单选题
第二篇 Artificial Intelligence

For years there have been endless articles stating that scientists are on the verge of achieving artificial intelligence and that it is just around the corner. The truth is that it may be just around the corner, but they haven't yet found the right block.
Artificial intelligence aims to build machines that can think. One immediate problem is to define thought, which is harder than you might think. The specialists in the field of artificial intelligence complain, with some justification, that anything that their machines do is dismissed as not being thought. For example, computer now plays very, very good chess.
They can't beat the greatest players in the world, but they can beat just about anybody else. If a human being played chess at this level, he or she would certainly be considered smart. Why not a machine? The answer is that the machine doesn't do anything clever in playing chess. It uses its blinding speed to do a brute force search of all possible moves for several moves ahead, evaluates the outcomes and picks the best. Human don't play chess that way. They see patterns, while computers don't.
This wooden approach to thought characterizes machine intelligence. Computers have no judgment, no common sense. So-called expert systems, one of the hottest areas in artificial intelligence aims to mimic the reasoning processes of human experts in a limited field, such as medical diagnosis or weather forecasting. There may be limited commercial applications for this sort of thing, but there is no way to make a machine that can think about anything under the sun, which a teenager can do.
The hallmark of artificial intelligence to date is that if a problem is severely restricted, a machine can achieve limited success. But when the problem is expanded to a realistic one computers fall flat on their display screens. For example, machines can understand a few words spoken individually by a speaker that they have been trained to hear. They cannot understand continuous speech using an unlimited vocabulary spoken by just any speaker.
单选题 According to the passage, we know that the writer ______.
  • A. thinks that artificial intelligence is just around the corner
  • B. doubts whether scientists can ever find artificial intelligence
  • C. does not believe that scientists have discovered real artificial intelligence
  • D. feels certain that scientists have obtained real artificial intelligence
【正确答案】 C
【答案解析】[解析] 根据第一段和第二段,人工智能的目标是制造能够像人一样具有思维的机器,而事实上,目前所说的人工智能与人的思维仍相差甚远。
单选题 Which of the following statements is TRUE according to the passage?
  • A. The author assumes that the specialists' complaints do not hold water.
  • B. Anything that computers do should be seen as thought.
  • C. It is very hard to define thought in the first place.
  • D. Computers can play chess just like humans.
【正确答案】 C
【答案解析】[解析] 第二段第二句是本段的主题句。
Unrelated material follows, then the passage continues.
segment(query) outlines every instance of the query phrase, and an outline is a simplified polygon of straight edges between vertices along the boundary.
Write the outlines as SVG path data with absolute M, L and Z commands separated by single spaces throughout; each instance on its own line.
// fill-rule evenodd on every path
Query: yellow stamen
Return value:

思维是非常难以定义的概念。
单选题 The advantage for computers in chess lies in ______.
  • A. its intelligence in thinking out novel moves
  • B. its ability to make best use of all possible moves rapidly
  • C. its flexibility choosing moves
  • D. its capacity in patterns recognition
【正确答案】 B
【答案解析】[解析] 根据第二段于计算机下棋能力的分析可知,计算机依赖的是其高速运算的能力来找出最佳走法,而非像人类一样地思考。
单选题 What is particular for machine intelligence?
  • A. Its flawless judgment.
  • B. Its good flexibility.
  • C. Its ability to think broadly.
  • D. Its rigid approach to thought.
【正确答案】 D
【答案解析】[解析] 机器智能的特点是采用一种僵化的方法进行分析。
单选题 Which of the following statements is TRUE according to the passage?
  • A. Computers can beat any person in playing chess.
  • B. Computers can never be employed in weather forecast.
  • C. Computers can be trained to understand some human words.
  • D. Computers can be made to think as a teenager does.
【正确答案】 C
【答案解析】[解析] 根据最后一段,机器能理解单独说出的词汇,但无法识别连续的话语。